Our research is involved with the synthesis and characterisation of oxide-based functional ceramics. The properties and applications of many functional ceramics depend on the close control of the crystal structure, composition, ceramic microstructure, dopants and dopant (or defect) distribution. Materials of well-defined composition are synthesised and characterised by a variety of diffraction, spectroscopic, microscopic, analytical and thermal techniques. The electrical properties are usually characterised by ac impedance spectroscopy, in preference to dc or conventional fixed-frequency measurements. This multi-technique approach is backed up with atomistic modelling (defect chemistry) and finite element modelling (electrical microstructure) to rationalise the composition-structure-property relationships in important functional ceramics which include dielectrics, solid electrolytes, mixed conductors and thermoelectrics.

In addition to systematic doping studies on established materials, we undertake explorative phase diagram studies and speculative synthetic work on `new´ materials with potentially useful electrical properties. This approach is being used to discover new mixed ionic/electronic conductors, proton conductors, oxide-ion conductors, piezo-, pyro- and ferro-electrics, (high permittivity) microwave dielectrics and thermoelectrics. Several of these projects are in collaboration with other MS&E staff members, including Tony West, Ian Reaney, John Harding, Colin Freeman and Julian Dean. We also collaborate with Rachael Elder and Ray Allen from Chemical & Biological Engineering on solid oxide electrolysis cells as part of an EPSRC Programme Grant on Carbon Capture and Utilisation (4CU).

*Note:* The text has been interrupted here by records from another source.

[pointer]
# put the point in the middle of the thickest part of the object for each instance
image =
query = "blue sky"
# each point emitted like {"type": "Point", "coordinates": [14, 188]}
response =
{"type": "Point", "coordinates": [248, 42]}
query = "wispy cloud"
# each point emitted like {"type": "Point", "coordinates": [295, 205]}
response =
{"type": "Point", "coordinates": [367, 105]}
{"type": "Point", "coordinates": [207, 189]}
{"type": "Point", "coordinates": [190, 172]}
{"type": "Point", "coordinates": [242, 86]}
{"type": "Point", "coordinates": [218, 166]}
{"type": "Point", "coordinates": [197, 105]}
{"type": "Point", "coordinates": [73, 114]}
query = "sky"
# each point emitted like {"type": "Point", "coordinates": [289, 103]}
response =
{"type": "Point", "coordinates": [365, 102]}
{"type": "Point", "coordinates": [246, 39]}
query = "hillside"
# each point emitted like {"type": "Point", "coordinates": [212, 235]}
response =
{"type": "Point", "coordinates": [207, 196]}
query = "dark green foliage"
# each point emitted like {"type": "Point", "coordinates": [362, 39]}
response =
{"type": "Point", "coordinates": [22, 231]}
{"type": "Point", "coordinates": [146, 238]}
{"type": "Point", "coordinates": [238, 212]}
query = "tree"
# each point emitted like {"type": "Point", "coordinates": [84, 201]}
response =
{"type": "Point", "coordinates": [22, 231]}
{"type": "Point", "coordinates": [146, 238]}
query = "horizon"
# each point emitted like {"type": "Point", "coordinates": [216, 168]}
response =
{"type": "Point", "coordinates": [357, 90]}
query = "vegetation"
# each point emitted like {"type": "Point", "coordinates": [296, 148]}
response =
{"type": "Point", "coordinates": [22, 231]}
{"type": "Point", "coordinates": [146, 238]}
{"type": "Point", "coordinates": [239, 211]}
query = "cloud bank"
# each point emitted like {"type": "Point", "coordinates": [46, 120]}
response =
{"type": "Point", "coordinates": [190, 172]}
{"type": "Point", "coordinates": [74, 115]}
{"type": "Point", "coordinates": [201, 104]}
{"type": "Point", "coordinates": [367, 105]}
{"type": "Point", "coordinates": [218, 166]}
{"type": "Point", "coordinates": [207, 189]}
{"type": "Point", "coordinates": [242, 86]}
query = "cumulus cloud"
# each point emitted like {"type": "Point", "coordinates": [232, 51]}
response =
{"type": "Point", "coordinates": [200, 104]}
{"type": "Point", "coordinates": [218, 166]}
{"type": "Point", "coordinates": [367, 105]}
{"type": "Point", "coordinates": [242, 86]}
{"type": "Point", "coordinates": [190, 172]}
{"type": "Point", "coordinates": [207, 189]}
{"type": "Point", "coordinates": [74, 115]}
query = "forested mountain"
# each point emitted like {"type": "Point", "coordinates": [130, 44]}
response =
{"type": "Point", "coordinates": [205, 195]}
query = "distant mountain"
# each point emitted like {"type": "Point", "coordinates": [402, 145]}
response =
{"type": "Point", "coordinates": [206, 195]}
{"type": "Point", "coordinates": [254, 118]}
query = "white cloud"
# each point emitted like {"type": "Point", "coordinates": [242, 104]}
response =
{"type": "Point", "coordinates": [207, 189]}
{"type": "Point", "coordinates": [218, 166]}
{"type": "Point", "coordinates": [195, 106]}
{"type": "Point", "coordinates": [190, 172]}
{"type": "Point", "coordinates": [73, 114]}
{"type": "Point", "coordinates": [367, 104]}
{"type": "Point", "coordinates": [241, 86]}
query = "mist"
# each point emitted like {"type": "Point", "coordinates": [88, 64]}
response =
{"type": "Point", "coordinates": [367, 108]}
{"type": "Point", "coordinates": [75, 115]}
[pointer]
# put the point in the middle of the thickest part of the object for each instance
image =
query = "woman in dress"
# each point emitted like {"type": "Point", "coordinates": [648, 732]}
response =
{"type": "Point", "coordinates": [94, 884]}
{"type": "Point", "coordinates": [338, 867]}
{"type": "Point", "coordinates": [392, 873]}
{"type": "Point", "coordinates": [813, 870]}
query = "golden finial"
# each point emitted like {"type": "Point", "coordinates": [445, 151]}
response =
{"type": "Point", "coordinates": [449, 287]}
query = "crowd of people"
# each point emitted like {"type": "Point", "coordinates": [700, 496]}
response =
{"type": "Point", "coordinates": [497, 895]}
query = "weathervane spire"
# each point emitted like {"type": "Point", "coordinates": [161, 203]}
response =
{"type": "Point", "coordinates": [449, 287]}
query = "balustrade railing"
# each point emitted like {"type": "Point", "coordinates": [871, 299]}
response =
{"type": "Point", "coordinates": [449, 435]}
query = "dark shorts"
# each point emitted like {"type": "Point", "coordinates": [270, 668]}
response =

Impedance spectroscopy is a powerful technique which is being developed to probe electrical inhomogeneities in ceramics, and in particular to study electrode/sample interfaces, surface layers, electro-active grain boundaries, core-shell phenomena within electrically heterogeneous grains, ferroelectricity and ionic conduction. Much of this work has been assisted by advanced data handling techniques, such as combined impedance and modulus spectroscopy, which has been developed in collaboration with Tony West. Recently we have developed a finite element code to simulate impedance spectroscopy data (with Julian Dean and John Harding) for three-dimensional ceramic microstructures which allows comprehensive treatment of a full three-dimensional granular representation of ceramic microstructure without the requirement for equivalent circuits based on the Brickwork layer model or the introduction of constant phase elements to describe any nonideality of the impedance response. A variety of electro-materials, commercial devices and porous materials have been characterised successfully including; solid state lithium batteries, positive temperature coefficient of resistance (ptcr)-BaTiO3 ceramics, single crystals of ferroelectric LiTaO3, numerous solid electrolytes, Bi4V2O11, La9.33(SiO4)6O2 and (Na,Bi)(Ti, Mg)O3, ferro-electric and Pb-free relaxors, BaTiO3-based Multi-Layer Capacitors (with AVX Ltd, Coleraine), Internal Barrier Layer Capacitors (CaCu3Ti4O12) and pore reduced cement.

Key projects:

  • Ferroelectric BaTiO3-based ceramics for multilayer capacitors.
  • High permittivity oxides for telecommunication applications, eg microwave dielectrics.
  • Non-ohmic devices, eg ptcr-thermistors and Barrier Layer Capacitors.
  • Low Temperature Co-fired Ceramics (LTCC).
  • Pb-free piezoelectrics and recoverable electro-strain materials for actuators.
  • Solid electrolytes and mixed conductors for sensors and solid oxide fuel/electrolysis cells.
  • Thermoelectric oxides for thermoelectric generators.
  • Development of Impedance Spectroscopy to characterise electroceramics.
Publications

Journal articles

Chapters

  • Sinclair DC (2013) CaCu3Ti4O12 (CCTO) Ceramics for Capacitor Applications, Capacitors Theory of Operation, Behavior and Safety Regulations (pp. 1-44). Nova Science Pub Incorporated RIS download Bibtex download

Conference proceedings papers

Other

Professional activities
  • Member of the EPSRC Peer Review College (Functional Materials).
  • Member of the IOM3 Materials Chemistry Committee.
  • Editorial Board Member for the Journal of Asian Ceramic Societies.